Taylor Jorgenson fired a shot on net from the boards that easily was turned aside by Eagle goalie Ian Selman. But the rebound found its way onto George Halverson’s stick.
Halverson made the most of the unexpected opportunity, depositing the puck into the yawning cage to give the Muskies the 2-1 lead—their first of the game.
Captain Ryan Witherspoon was credited with the second assist.
The black-and-gold got an insurance marker with less than a minute left in the second period when Glavish sprung Jorgenson and Witherspoon on a two-on-one break.
Jorgenson waited until the last possible moment, drawing both the Eagle defender and goalie to him, before feathering a perfect pass to Witherspoon, who re-directed the puck into the open cage.
The two-goal deficit appeared to deflate the visitors as the Muskies controlled play to start the third period.
After several minutes of sustained pressure, Fort High put the game away courtesy of a Mitch Green marker.

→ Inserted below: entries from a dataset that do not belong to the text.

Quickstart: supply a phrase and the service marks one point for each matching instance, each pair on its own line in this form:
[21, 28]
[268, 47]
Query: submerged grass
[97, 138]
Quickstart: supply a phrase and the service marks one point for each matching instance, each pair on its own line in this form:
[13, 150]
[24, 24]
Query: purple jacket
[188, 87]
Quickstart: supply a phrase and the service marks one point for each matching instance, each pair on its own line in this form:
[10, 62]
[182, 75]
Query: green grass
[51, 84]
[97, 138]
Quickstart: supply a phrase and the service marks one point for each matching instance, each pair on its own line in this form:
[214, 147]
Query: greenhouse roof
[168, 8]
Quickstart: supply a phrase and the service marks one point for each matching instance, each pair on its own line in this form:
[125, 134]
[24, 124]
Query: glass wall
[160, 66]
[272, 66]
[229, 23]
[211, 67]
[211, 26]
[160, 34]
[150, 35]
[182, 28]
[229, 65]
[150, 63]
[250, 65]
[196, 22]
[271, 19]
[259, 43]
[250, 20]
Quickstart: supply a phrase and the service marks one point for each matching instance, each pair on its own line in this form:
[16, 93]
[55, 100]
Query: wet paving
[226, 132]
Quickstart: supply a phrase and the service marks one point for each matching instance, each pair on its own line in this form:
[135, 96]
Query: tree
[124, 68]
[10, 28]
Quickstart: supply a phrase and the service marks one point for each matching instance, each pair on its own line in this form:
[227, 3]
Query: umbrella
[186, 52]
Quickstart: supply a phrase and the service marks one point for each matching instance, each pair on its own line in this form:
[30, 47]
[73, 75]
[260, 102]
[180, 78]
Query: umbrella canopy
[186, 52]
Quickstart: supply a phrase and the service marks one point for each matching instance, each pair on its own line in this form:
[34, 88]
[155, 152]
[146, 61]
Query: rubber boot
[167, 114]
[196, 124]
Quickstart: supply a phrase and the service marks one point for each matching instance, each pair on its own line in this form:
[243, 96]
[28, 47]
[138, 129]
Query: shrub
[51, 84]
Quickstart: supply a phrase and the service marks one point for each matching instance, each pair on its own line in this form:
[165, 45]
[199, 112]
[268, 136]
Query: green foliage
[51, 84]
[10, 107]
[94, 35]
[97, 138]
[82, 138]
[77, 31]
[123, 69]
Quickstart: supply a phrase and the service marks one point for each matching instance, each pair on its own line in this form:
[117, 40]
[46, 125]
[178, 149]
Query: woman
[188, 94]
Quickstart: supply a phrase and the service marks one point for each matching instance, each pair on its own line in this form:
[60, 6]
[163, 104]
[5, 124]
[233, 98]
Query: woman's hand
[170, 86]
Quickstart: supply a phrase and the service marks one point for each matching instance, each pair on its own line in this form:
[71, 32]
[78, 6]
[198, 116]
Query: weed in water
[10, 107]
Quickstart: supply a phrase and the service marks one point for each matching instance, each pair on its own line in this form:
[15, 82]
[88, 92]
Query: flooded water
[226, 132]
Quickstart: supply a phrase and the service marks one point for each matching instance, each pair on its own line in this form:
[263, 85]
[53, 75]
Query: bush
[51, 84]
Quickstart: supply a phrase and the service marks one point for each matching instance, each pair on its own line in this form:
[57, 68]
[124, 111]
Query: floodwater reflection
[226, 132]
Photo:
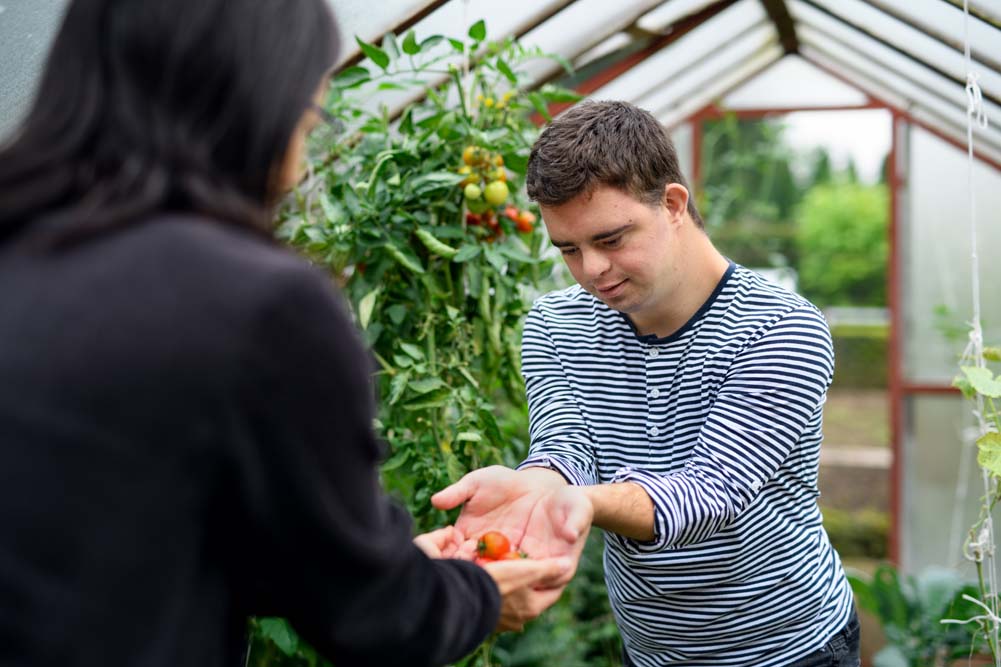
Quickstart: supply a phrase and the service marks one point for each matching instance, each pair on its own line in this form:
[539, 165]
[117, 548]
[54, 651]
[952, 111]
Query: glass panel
[682, 138]
[941, 485]
[872, 67]
[610, 45]
[872, 50]
[26, 32]
[694, 47]
[793, 82]
[701, 84]
[936, 252]
[948, 20]
[913, 41]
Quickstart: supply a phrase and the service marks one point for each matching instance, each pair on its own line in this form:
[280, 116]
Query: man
[685, 395]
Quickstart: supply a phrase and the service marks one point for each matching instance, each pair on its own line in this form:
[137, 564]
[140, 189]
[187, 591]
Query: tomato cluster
[484, 189]
[494, 546]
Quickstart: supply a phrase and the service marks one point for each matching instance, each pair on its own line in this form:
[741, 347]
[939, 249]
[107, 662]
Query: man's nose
[594, 263]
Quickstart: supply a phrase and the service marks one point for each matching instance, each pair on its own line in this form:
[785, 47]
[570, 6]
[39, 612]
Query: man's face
[620, 249]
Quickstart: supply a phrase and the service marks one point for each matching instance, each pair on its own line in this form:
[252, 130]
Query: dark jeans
[841, 651]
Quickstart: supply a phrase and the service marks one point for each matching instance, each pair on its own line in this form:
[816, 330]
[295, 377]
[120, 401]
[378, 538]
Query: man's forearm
[626, 509]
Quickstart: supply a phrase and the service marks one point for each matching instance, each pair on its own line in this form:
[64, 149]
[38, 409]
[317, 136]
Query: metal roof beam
[933, 32]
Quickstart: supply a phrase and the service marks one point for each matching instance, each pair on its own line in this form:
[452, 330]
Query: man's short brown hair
[604, 143]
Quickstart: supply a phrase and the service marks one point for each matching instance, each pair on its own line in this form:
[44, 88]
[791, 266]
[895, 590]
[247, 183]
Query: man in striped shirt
[685, 395]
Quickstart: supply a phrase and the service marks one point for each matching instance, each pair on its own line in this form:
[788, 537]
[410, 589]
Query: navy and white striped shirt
[721, 424]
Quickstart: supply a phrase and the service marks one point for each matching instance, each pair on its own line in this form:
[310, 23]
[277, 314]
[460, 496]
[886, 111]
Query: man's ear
[676, 198]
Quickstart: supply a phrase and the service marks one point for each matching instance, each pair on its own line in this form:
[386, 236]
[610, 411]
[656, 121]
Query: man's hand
[442, 543]
[527, 588]
[536, 509]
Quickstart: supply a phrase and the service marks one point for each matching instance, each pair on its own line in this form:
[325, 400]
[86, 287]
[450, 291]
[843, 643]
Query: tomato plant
[406, 211]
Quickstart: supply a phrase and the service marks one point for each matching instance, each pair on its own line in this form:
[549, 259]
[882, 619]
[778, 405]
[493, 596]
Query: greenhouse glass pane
[685, 104]
[948, 20]
[936, 251]
[681, 136]
[941, 483]
[662, 17]
[860, 60]
[697, 45]
[914, 41]
[952, 125]
[355, 17]
[794, 82]
[808, 16]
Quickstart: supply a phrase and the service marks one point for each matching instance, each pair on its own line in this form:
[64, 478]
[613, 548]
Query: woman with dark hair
[184, 407]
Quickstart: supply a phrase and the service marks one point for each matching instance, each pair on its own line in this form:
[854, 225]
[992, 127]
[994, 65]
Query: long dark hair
[181, 105]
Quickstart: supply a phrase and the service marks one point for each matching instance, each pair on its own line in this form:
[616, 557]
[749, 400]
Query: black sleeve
[330, 552]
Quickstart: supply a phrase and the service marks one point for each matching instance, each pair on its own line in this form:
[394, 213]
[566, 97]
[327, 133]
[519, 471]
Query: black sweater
[185, 440]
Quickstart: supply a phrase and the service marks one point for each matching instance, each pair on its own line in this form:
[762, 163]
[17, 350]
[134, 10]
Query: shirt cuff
[570, 473]
[653, 484]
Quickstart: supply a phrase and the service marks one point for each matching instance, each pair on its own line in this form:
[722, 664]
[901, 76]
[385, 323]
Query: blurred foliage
[911, 610]
[843, 244]
[860, 354]
[862, 534]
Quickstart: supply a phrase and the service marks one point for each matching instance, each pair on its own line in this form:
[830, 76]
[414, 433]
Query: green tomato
[472, 191]
[496, 192]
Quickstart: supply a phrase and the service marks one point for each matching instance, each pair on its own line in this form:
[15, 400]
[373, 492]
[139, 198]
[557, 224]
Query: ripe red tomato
[492, 544]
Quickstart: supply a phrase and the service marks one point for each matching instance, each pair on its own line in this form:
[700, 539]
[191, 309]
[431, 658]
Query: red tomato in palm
[493, 545]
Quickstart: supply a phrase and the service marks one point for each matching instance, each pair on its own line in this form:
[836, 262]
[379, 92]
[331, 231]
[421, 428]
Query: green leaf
[983, 381]
[891, 656]
[365, 306]
[410, 46]
[396, 460]
[477, 31]
[435, 180]
[425, 385]
[351, 77]
[389, 46]
[373, 53]
[430, 42]
[539, 102]
[516, 253]
[505, 69]
[331, 211]
[397, 387]
[989, 453]
[405, 258]
[396, 312]
[432, 400]
[413, 351]
[466, 252]
[280, 633]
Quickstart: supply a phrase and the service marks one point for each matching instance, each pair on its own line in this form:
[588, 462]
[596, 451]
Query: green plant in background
[843, 244]
[422, 220]
[748, 195]
[911, 610]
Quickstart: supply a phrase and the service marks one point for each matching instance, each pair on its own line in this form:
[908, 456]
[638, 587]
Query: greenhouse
[849, 151]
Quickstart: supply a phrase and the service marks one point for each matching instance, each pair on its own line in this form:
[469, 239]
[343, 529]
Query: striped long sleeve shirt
[721, 424]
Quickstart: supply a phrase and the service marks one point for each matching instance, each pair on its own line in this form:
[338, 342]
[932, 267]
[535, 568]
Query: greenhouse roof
[679, 57]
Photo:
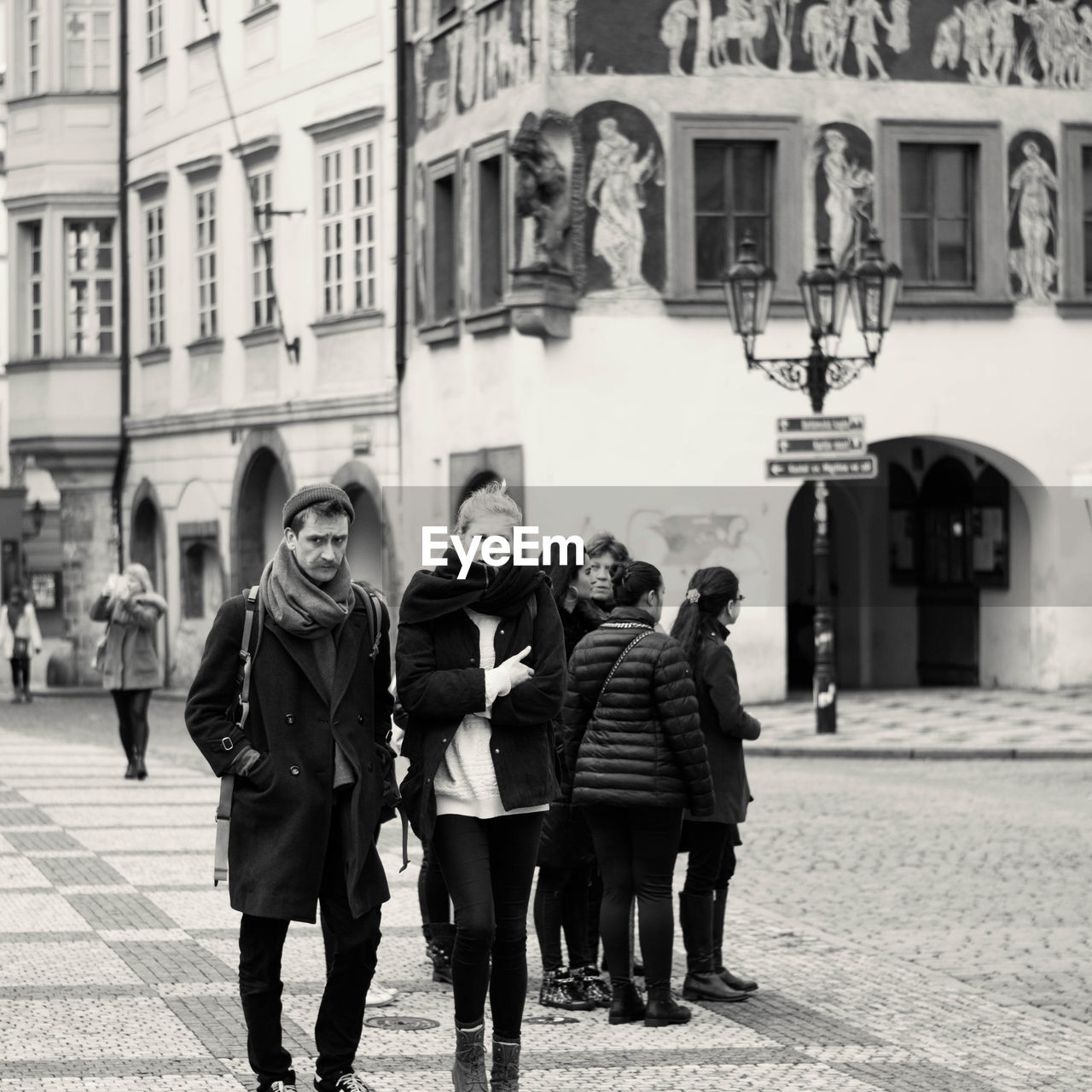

Green, filling in for the injured McCaig on the blueline, took a pass from Zach McCool and floated a wrist shot towards the Eagles’ net.
The puck somehow found its way through a maze of players and behind a startled Selman, who never saw it, to give the Muskies the 4-1 lead and the eventual win.
Bliss said Green’s goal was a fitting reward for one of the team’s unsung heroes.
“We threw Mitchie back there [to cover McCaig’s absence],” Bliss explained.
“It’s nice. He doesn’t say ‘boo.’ He’d play goalie if you asked him to,” Bliss added. “He doesn’t whine or complain, and he does it well.
“He played back there last year quite a bit, I know more than he wanted to,” Bliss remarked. “I know as a forward, you hate playing back there, but when he fills in, he does a good job for us.”
The Muskies will resume NorWOSSA play with a pair of games against the Rams in Red Lake on Jan. 12-13.